Monday, August 11, 2008

Back to School tips

Though the moment is still at least 2 weeks away, we're getting to the point where "back-to-school" is more than the latest merchandising season. Particularly "school-phobic" kids are going to worry about heading back already, and there is a blizzard of advice out there. I thought I'd offer some teacher's-view tips on preparing for what the Québécois breezingly label "la rentrée".

Gather information. The best weapon against fear is knowledge. Knowledge is either half (GI Joe) or most of (Sun Tzu) the battle, after all. As soon as a student learns who will be their upcoming teachers, get the scoop, and go deeper than the vague labels of "nice" or "mean," "easy" or "hard". You and your child can get a kid's-eye view: talk to neighbors, siblings, churchgoers, teammates, etc., about their discipline style. What rules are bendable, which are sacrosanct? What is something that is worth anticipating? Who cares about spelling, who doesn't? What is the hardest project? Keep in mind the parent or child telling you this information. "He cares too much about handwriting" can often be parent-ese for "he cares more than I do about handwriting".

If your child is entering a new building, take advantage of any type of open house/ committee meeting/ sporting event held in the new building. The chance to just walk the building will give the kid a leg up on everyone else. Where are the lockers, the gym, cafe, auditorium...bathrooms? If entering middle school, buy a combination padlock and practice solving it; lockers are the number one source of school fear for incoming middle schoolers.

Routine? What routine?. A lot of articles recommend getting students into a "school-day" bedtime/wake-up schedule about a week in advance. Personally, I think that's ridiculous. No matter what circadian strategies you employ, any decent kid and teacher is almost guaranteed to toss and turn the night before the first day. So you've robbed the last late nights of summer vacation in return for...another late night. Why not enjoy the last few nights of freedom since you're not going to sleep the night before, anyway?

Shop light. You know those lists of "school supplies" at the entrance to Staples, Office Max, etc.? Those aren't supplied by the district or the teacher...those are supplied by the companies hoping to sell you everything on the list. Teachers can get particular about needed supplies, so no sense in buying the "wrong" notebook. Also, I've seen parents work out organizational schemes with binders and folders, and thrust them on the child...only to be surprised that the scheme doesn't work. Organization has to be created by the person using it, and it may take 1 or 2 weeks of class before a student knows what works best for them.

However, I do recommend obtaining the following supplies:

Lots of pens/pencils. Hold at least half in reserve as others get lost during the year.
White-out and/or erasers. Trust me.
Colored pencils. You'd be surprised how often they come up.
A roll of quarters. After school soda machine time.
Extra t-shirts. Those gym clothes aren't coming back anytime soon.
Poster board. Get it now, or the Sunday night before the Monday due date.
Extra printing cartridge. Same deal.

Bonus materials:
Mini staplers. No waiting for the class stapler to come around. As cheap as 25 cents per.
Scissors. Ditto.
Eyeglass repair kit, for the spectaclly-enabled.
Those Tide detergent pens and safety pins, for the fashion conscious.

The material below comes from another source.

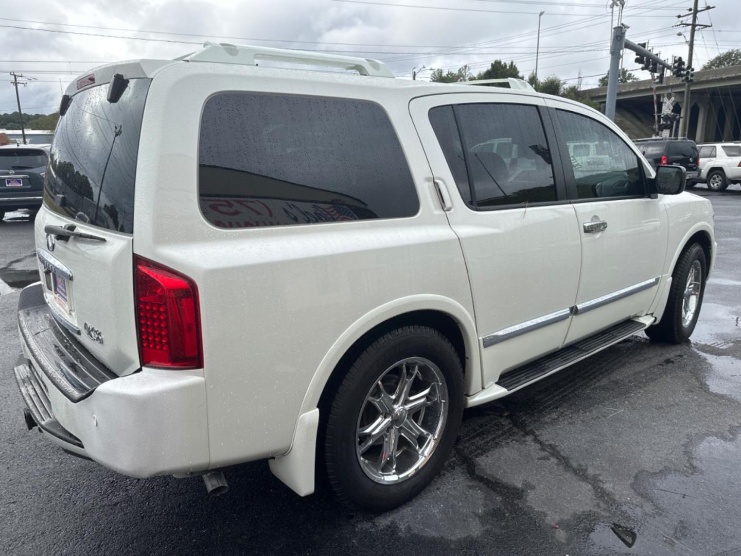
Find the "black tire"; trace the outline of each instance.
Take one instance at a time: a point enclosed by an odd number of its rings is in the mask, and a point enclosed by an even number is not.
[[[700,285],[700,297],[697,307],[692,320],[685,326],[682,323],[682,308],[684,302],[685,288],[690,269],[695,261],[700,262],[701,277]],[[705,295],[705,282],[708,276],[708,261],[705,251],[699,243],[693,243],[682,251],[677,262],[674,271],[671,274],[671,287],[669,289],[669,297],[666,301],[664,314],[657,324],[645,329],[646,336],[658,342],[678,344],[684,342],[692,335],[697,317],[702,307],[702,297]]]
[[[714,170],[708,174],[708,189],[710,191],[723,191],[728,187],[728,180],[725,178],[725,173],[722,170]]]
[[[366,474],[359,460],[359,417],[366,397],[386,370],[408,357],[423,357],[442,372],[448,399],[446,420],[429,458],[413,474],[397,483],[382,484]],[[328,404],[324,460],[327,478],[337,498],[350,508],[385,511],[414,497],[437,475],[453,449],[463,414],[463,398],[460,359],[439,331],[427,326],[404,326],[378,338],[352,364]]]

Set goals and targets: Many children are ready to sink or swim on the first term, and that approach may work for them. Others, though, need some guidance in setting goals (long-term) and targets (short-term). For sophomores and younger, the more specific, the better. Telling him/her to "do your best" is hilariously useless. "Doing as well as you can" is the dream goal of a child and a politician: it's undefinable, arguable, and best judged by the subject who has a vital stake in that judgment's result.

More important than goals are targets. Saying "make the honor roll" is a distant goal, and the intermediate steps may be much more realizable. Concrete least 1 test in September with a 90 or above. Staying after school for help at least twice in September. An 85 or higher on the summer project. Small concrete targets are steps on the staircase to a goal.

Make sure to emphasize that targets are not do-or-die. Hitting 4 of 5 targets makes for a good month. There is strong division on the subject of rewards linked to academic performance. I personally think cash rewards are deleterious in the long run; I perfer more intangible rewards, closely linked to real results. Straight A's and B's indicate that stuff is getting done; extend bedtime by 30 minutes. Allow school-night socializing, etc.

Go into it with another family. Contact the family of your child's best friend and sound them out. If you can sync up approaches and/or incentives, that gives your child an in-school support system for good times and bad. Don't go for a cookie cutter approach between your children, but knowing that Mr&Mrs. Smith care as much as your parents doubles the motivation.

Relax. Nothing that happens in the first week of class will determine your child's success for that year. Finishing the week is often an accomplishment. Plan something for the first weekend, just to have something you can anticipate. As Dr. Spock so well said, "relax. You know more than you think you do."